Figure 1: A superposed-epoch analysis of the F10.7 index of solar activity. The points with the range bars show the data prior to our current minimum, keyed to the times of maximum since 1947. The red points are the current data, keyed to the last maximum. The horizontal dotted line is for reference.

Figure 1 shows the F10.7 activity index originating at the Dominion Radio Astrophysical Observatory in Penticton, B.C., Canada. The time series began in 1947 and thus includes five maxima. In Figure 1 we show the earlier data stacked together using simple Gaussian fits to the peak times as "key times". This technique of "summed epoch analysis" has many applications, e.g. as in Nugget No. 99. The points with the range bars in Figure 1 represent all of the previous data, keyed to the times of maximum; the red points show the current data keyed to the past maximum. The rise to the new maximum, if it is happening, is about two years late, and the current minimum points lie well outside the range of previous minima. In fact, the flux level for December 2009 does not even appear to have risen to the equivalent level for December 2007 (based on our summed-epoch compilation).

So is activity really increasing now?

Yes, I think so. Figure 2 shows the precise and ever-reliable F10.7 data in two ways: since the last maximum, and over the last two years on an amplified flux scale. This lower plot provides the justification for saying that solar minimum was in about December, 2008; the upper plot shows that we have a long way to go to have any real activity yet. The lower plot is not perfectly definitive, though, since there were low points prior to the period plotted, and since (of course) there are no points afterwards.

Figure 2: Two looks at the recent variations of F10.7. Upper, the full range from our last maximum to the present; lower, the interval around the suggested minimum time of December 2008.

The F10.7 data have an absolute precision of a few percent, and thanks to diligent observers this has remarkable database has continued uninterrupted since 1947, with a similar but multi-wavelength data set almost as long from Japan, currently based at Nobeyama Solar Radio Observatory. The fluctuations that one sees in the time series are therefore not noise, but signal; the signal is erratic because sunspots and their associated radio emission come and go in a structured manner - which is not to say that we understand the nature of the structure!

Conclusions

This simple Nugget just has the objective of noting that we are pretty sure now that activity has resumed. There have been numerous flares again. Just since December 1, we have had 18 C-class GOES flares, including five on Dec. 22 alone. The background activity associated with these flares can be seen in the small increase for December in Figure 2 (lower). As one can also see from this Figure, the recent increase - though real - is only a tiny fraction of the activity level expected for a normal maximum. Of course we have no idea how big this maximum will be; our pundits and sages were mostly taken by surprise at the extended minimum. Nothing like it has occurred since the 1947 beginning of F10.7, although the sunspot number (another measure) suggests that one or two other anomalously long minima occurred since Galileo (and others, including Harriot and Scheiner) first studied sunspots.
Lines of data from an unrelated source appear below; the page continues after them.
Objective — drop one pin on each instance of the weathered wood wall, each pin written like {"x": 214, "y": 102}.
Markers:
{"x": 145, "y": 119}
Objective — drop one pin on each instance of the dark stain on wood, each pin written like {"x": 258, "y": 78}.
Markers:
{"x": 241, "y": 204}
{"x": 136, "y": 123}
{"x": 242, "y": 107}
Figure 3: The STEREO "Behind" view of the Sun, showing other active areas. During sunspot maximum generally all heliolongitudes can show activity simultaneously.

Although activity has clearly resumed, Figure 1 shows that we still have ample time to wait for the high activity. Indeed, as this Nugget is being written, the Sun only has a single active region on the visible hemisphere, and that one has relatively small sunspots. On the other hand there is more activity on the far side - see Figure 3, a simultaneous view from the STEREO Behind spacecraft, which trails far behind the Earth in its orbit and has a good view of what may be coming to the front side. We really cannot predict what will transpire next, but for the past three centuries (ever since the Maunder Minimum the solar cycle has rolled along, so it is likely that within a year we will have substantial and persistent solar magnetic activity again.